The LCS concept was initially introduced by Georges Haller’s and his group who applied robust mathematical frameworks drawn from the nonlinear dynamical systems and chaos theories to transport in geophysical flows. These frameworks provided the mathematical foundation for understanding how seemingly random fluid flows (e.g. chaotic mixing in turbulent flows) can exhibit underlying order, allowing identification of attracting and repelling material surfaces, as well as transport barriers (see Haller (2015) for a comprehensive review).

A robust tool for the identification of LCS is the derivation of so-called Finite-Time Lyapunov exponent (FTLE), which characterizes the rate of separation of neighboring trajectories over a finite-time interval.

The underlying principle is to compute and quantify the degree of flow deformation throughout a region of interest. This is achieved by seeding a grid of virtual particles within a velocity flow field (from hydrodynamic models or observations) and tracking their evolution over a given time interval (see Figure 2). This is typically undertaken both in forward and backward time to identify repelling and attracting fronts respectively. The tracking time interval is chosen according to the processes of interest and should be consistent with their dispersion time scale (e.g. 1 to 7 days for typical weather systems, oil spills or Search and Rescue operations, or equal to pelagic larval duration for marine connectivity assessment).

Figure 2. Flow deformation illustrated by the trajectories of particles seeded on a rectangular grid within hydrodynamic flows on the West Coast of New Zealand.

The LCS features are derived from the analysis of the produced diagnostic FTLE field. LCS coincide with maximum ridges in the FTLE field, corresponding to structures responsible for the greatest stretching of particle trajectories and formation of attracting and repelling fronts. A key advantage of LCS is their robustness to errors in flow field measurements or predictions. This property makes LCS particularly valuable in real-world applications where available data is imperfect.

In Figure 3 below, we show an animation of daily attracting LCS computed over an entire year for the West coast of New Zealand. Particles were tracked in hydrodynamic flows from our high-resolution NZ-scale ocean datacube. Here, we used an integration period of 7 days for each daily computation (e.g. time between initial and final positions).

Figure 3. Example of daily FTLE field (left). Key LCS features are identified on the right panel.

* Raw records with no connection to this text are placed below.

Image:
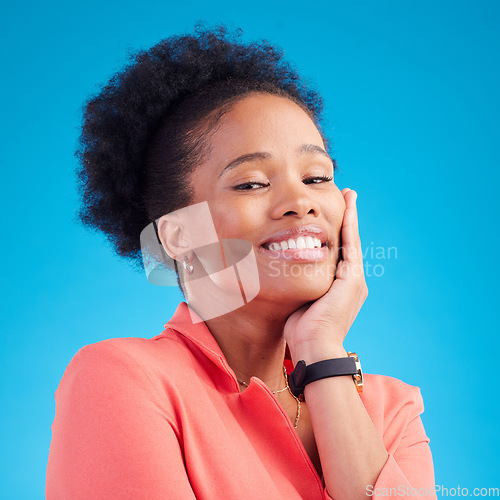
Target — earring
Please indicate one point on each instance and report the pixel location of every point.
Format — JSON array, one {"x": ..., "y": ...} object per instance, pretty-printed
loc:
[{"x": 189, "y": 268}]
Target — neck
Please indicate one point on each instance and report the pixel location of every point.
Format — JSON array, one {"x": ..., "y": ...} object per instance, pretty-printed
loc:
[{"x": 251, "y": 339}]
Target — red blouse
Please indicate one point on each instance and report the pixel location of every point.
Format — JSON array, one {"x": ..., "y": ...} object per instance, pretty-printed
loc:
[{"x": 164, "y": 418}]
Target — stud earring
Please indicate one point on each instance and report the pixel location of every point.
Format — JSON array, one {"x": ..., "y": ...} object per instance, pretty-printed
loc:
[{"x": 189, "y": 268}]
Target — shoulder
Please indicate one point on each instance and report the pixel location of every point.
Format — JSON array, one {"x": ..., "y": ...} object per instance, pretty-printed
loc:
[
  {"x": 166, "y": 350},
  {"x": 391, "y": 391},
  {"x": 129, "y": 365},
  {"x": 388, "y": 399}
]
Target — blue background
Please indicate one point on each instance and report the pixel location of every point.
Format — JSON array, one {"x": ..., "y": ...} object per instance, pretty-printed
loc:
[{"x": 411, "y": 91}]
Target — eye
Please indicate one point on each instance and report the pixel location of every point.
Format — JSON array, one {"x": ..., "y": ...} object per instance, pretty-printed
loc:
[
  {"x": 250, "y": 186},
  {"x": 317, "y": 179}
]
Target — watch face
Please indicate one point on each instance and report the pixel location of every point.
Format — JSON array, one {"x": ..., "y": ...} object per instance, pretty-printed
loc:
[{"x": 299, "y": 373}]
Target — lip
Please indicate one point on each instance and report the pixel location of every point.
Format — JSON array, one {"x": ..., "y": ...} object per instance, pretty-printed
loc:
[
  {"x": 293, "y": 232},
  {"x": 296, "y": 254}
]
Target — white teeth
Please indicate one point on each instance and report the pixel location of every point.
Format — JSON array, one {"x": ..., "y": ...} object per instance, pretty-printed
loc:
[
  {"x": 300, "y": 243},
  {"x": 309, "y": 242}
]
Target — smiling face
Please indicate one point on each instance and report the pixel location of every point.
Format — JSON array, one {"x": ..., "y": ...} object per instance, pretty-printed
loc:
[{"x": 268, "y": 180}]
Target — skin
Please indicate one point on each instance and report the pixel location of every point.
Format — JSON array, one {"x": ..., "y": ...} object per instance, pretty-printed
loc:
[{"x": 311, "y": 314}]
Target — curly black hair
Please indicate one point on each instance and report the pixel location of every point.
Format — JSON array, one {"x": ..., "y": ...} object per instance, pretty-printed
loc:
[{"x": 149, "y": 126}]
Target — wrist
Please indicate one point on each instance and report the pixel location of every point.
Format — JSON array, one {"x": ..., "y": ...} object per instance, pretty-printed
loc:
[{"x": 314, "y": 352}]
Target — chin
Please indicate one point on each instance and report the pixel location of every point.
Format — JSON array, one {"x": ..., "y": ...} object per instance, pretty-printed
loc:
[{"x": 294, "y": 291}]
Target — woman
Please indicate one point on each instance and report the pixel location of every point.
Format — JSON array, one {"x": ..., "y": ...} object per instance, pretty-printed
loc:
[{"x": 217, "y": 145}]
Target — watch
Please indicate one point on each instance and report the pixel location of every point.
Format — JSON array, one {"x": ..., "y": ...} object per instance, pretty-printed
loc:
[{"x": 303, "y": 374}]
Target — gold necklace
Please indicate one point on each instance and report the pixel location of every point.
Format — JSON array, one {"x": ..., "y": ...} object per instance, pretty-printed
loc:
[{"x": 297, "y": 417}]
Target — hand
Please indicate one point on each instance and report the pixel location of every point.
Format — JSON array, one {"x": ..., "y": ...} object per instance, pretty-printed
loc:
[{"x": 319, "y": 328}]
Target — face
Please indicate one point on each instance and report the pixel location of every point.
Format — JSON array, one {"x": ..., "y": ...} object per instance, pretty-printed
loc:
[{"x": 268, "y": 180}]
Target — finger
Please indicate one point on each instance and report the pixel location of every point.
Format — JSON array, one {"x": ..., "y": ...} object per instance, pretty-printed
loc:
[{"x": 351, "y": 242}]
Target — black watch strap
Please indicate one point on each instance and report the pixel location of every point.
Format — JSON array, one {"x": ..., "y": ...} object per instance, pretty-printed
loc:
[{"x": 303, "y": 375}]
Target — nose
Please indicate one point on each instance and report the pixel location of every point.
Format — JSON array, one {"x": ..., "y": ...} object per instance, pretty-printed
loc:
[{"x": 294, "y": 199}]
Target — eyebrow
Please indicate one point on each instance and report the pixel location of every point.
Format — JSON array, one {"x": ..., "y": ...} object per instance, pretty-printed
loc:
[{"x": 261, "y": 155}]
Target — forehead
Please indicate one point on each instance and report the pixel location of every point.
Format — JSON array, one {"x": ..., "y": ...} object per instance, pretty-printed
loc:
[{"x": 265, "y": 121}]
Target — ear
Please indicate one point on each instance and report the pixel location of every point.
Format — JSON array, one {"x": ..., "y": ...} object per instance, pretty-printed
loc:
[{"x": 173, "y": 236}]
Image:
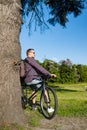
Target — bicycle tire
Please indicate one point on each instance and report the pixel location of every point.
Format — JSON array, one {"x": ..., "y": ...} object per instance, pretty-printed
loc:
[
  {"x": 23, "y": 102},
  {"x": 53, "y": 102}
]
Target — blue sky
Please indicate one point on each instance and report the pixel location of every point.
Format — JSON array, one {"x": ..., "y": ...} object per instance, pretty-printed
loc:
[{"x": 59, "y": 43}]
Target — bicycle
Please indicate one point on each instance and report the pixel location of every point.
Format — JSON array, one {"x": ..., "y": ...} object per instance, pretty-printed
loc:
[{"x": 45, "y": 99}]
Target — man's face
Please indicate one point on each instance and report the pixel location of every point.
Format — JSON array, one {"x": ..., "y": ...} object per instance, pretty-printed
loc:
[{"x": 31, "y": 53}]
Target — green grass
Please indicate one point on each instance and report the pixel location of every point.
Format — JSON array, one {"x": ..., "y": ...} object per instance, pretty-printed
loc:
[{"x": 72, "y": 100}]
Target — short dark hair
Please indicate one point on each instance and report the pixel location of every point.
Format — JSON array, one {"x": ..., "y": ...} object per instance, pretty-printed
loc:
[{"x": 29, "y": 51}]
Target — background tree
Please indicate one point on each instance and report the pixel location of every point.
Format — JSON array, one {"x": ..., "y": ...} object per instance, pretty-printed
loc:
[
  {"x": 10, "y": 50},
  {"x": 67, "y": 72},
  {"x": 52, "y": 67}
]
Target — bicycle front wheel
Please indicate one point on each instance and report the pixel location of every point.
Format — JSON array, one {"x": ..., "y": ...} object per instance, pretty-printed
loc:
[{"x": 49, "y": 99}]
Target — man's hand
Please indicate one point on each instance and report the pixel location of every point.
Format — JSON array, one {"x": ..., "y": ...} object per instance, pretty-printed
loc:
[{"x": 53, "y": 75}]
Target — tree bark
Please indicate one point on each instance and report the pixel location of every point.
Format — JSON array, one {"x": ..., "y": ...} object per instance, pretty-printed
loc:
[{"x": 10, "y": 52}]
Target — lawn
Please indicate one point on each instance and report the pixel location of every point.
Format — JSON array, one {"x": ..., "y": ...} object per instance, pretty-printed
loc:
[{"x": 72, "y": 100}]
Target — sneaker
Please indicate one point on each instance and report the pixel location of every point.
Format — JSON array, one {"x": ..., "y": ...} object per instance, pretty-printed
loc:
[
  {"x": 34, "y": 107},
  {"x": 50, "y": 109}
]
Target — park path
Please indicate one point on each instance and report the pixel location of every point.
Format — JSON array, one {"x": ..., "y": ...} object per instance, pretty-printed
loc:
[{"x": 63, "y": 123}]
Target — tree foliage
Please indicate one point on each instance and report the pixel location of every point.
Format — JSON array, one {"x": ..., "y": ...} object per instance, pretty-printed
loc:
[{"x": 57, "y": 10}]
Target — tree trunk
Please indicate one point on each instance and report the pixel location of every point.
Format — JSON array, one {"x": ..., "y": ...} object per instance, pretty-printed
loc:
[{"x": 10, "y": 52}]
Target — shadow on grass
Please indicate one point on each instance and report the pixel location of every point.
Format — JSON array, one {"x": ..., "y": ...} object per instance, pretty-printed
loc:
[{"x": 62, "y": 89}]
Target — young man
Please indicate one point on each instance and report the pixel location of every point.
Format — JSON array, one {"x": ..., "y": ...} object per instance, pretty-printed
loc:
[{"x": 33, "y": 72}]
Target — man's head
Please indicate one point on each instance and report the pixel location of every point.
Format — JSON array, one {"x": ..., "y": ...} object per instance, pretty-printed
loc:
[{"x": 30, "y": 53}]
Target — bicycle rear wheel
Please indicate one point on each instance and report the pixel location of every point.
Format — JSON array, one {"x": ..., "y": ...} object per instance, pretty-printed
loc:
[{"x": 52, "y": 101}]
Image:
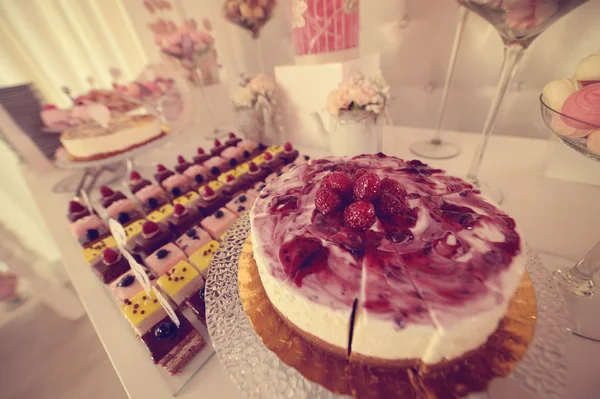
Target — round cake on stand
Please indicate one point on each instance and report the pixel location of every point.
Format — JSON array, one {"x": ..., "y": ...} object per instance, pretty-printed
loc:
[{"x": 427, "y": 295}]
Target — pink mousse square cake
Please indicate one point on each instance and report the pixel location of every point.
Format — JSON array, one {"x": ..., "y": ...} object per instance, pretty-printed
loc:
[
  {"x": 126, "y": 285},
  {"x": 241, "y": 203},
  {"x": 164, "y": 258},
  {"x": 176, "y": 185},
  {"x": 193, "y": 239},
  {"x": 218, "y": 223}
]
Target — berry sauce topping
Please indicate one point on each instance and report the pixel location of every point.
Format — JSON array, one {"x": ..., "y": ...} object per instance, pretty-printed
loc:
[
  {"x": 420, "y": 238},
  {"x": 106, "y": 191}
]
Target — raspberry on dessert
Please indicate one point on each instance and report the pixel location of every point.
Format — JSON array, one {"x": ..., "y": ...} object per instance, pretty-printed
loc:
[
  {"x": 207, "y": 191},
  {"x": 75, "y": 207},
  {"x": 393, "y": 187},
  {"x": 359, "y": 215},
  {"x": 388, "y": 205},
  {"x": 367, "y": 187},
  {"x": 110, "y": 256},
  {"x": 179, "y": 209},
  {"x": 327, "y": 201},
  {"x": 106, "y": 191},
  {"x": 339, "y": 182},
  {"x": 359, "y": 173},
  {"x": 149, "y": 227}
]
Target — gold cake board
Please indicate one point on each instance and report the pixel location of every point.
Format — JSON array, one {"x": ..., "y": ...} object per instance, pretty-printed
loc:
[{"x": 454, "y": 379}]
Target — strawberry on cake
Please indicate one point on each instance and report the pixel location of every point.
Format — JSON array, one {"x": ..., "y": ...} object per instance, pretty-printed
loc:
[{"x": 385, "y": 261}]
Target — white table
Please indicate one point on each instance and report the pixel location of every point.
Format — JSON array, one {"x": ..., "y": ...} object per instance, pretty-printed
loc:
[{"x": 554, "y": 216}]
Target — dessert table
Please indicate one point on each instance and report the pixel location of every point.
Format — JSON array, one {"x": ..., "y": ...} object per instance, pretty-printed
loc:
[{"x": 559, "y": 219}]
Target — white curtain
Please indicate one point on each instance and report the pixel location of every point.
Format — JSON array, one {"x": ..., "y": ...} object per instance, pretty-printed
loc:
[{"x": 56, "y": 43}]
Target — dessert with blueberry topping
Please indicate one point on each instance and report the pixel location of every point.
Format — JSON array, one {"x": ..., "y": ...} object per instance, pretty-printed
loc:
[
  {"x": 182, "y": 164},
  {"x": 173, "y": 347},
  {"x": 201, "y": 258},
  {"x": 126, "y": 285},
  {"x": 210, "y": 200},
  {"x": 143, "y": 311},
  {"x": 164, "y": 258},
  {"x": 201, "y": 156},
  {"x": 218, "y": 148},
  {"x": 241, "y": 203},
  {"x": 183, "y": 218},
  {"x": 181, "y": 282},
  {"x": 136, "y": 182},
  {"x": 218, "y": 223},
  {"x": 151, "y": 197},
  {"x": 153, "y": 236},
  {"x": 192, "y": 240},
  {"x": 109, "y": 196},
  {"x": 176, "y": 185},
  {"x": 77, "y": 211},
  {"x": 89, "y": 230},
  {"x": 232, "y": 139},
  {"x": 289, "y": 154},
  {"x": 271, "y": 163},
  {"x": 162, "y": 173},
  {"x": 110, "y": 265},
  {"x": 199, "y": 175},
  {"x": 385, "y": 261}
]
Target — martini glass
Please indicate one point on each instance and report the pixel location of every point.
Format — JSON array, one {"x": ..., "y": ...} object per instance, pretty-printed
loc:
[
  {"x": 582, "y": 296},
  {"x": 518, "y": 22},
  {"x": 436, "y": 148}
]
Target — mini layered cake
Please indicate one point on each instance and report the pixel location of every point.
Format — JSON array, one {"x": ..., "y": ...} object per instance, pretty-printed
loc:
[
  {"x": 136, "y": 182},
  {"x": 89, "y": 230},
  {"x": 77, "y": 211},
  {"x": 109, "y": 196},
  {"x": 110, "y": 265},
  {"x": 170, "y": 346},
  {"x": 153, "y": 236},
  {"x": 387, "y": 262},
  {"x": 91, "y": 141}
]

The approach allows synthesizing large amounts of hydrodynamic data into meaningful circulation features and transport pathways and is generally more insightful than traditional climatologies on ocean currents (e.g. mean annual flows).

The application to NZ West Coast reveals many interesting features including :

• Convergence along the continental shelf.
• Clear identification of the d’Urville Current, flowing SW to NE into the South Taranaki Bight, and its modulation over time.
• Influence of tidal flushing from natural harbours (Kaipara Harbour, Manukau Harbour, Kawhia Harbour) and general mixing length scale.
• Convergence zones and transport barriers south of Cook Strait and around South Island’s headlands.
• Weak convergence westward of the continental shelf.

These daily fields can be averaged over different time periods (weeks, months, seasons, years) to further frame and explore variability over time.

Applications in physical oceanography

The LCS framework offers a powerful new approach for understanding, quantifying, and predicting ocean transport dynamics, making it a growing area of research with numerous potential applications in the maritime industry.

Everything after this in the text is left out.